O olavismo nada mais é do que a doença espiritual do bolsonarismo. Se o governo tem um perfil ideológico, é aquilo que sai da cabeça doentia de Olavo de Carvalho. Uma visão subversiva da religião política que fez do presidente Jair Bolsonaro, como disse um ilustre aluno de Olavo, “sinal de misericórdia divina”, um salvador da nação.

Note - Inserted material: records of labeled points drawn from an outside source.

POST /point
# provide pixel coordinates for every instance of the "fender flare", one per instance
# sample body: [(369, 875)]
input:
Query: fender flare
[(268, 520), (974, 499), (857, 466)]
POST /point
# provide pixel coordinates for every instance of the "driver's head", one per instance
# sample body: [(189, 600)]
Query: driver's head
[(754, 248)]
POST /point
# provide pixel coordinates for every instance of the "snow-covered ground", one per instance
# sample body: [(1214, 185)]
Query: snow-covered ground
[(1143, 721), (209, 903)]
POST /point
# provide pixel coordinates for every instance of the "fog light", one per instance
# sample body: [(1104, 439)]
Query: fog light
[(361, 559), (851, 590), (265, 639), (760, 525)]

O olavismo nada mais é do que a doença espiritual do bolsonarismo
Por isso é importante recorrer a Hannah Arendt em Origens do Totalitarismo quando define “ralé” não como uma classe, mas como um grupo, movido pelo ódio às instituições republicanas, em busca de um grande líder: “A ralé é fundamentalmente um grupo no qual são representados resíduos de todas as classes. É isso que torna tão fácil confundir a ralé com o povo, o qual também compreende todas as camadas sociais. Enquanto o povo, em todas as grandes revoluções, luta por um sistema realmente representativo, a ralé brada sempre pelo ‘homem forte’, pelo ‘grande líder’. Porque a ralé odeia a sociedade da qual é excluída, e odeia o Parlamento onde não é representada”.
De formação humanística precária, Weintraub despeita a República e brada pelo seu homem forte e grande líder. Como um técnico dentro da técnica, sua visão de mundo é limitadíssima. Não à toa ele acredita que o dinheiro público gasto com formação humanística – como Filosofia e Antropologia, por exemplo – levou a sociedade ao colapso material e ao problema de saúde pública. Como ideólogo, condena os responsáveis: os comunistas, a ideologia nas universidades e blablablá. Puro rancor do tolo. Sua ideia fixa e estúpida a respeito das humanidades nasce do mais baixo nível que alguém pode ter acerca da formação intelectual e espiritual de uma cultura. Para usar a expressão de Hannah Arendt, é a ralé no poder.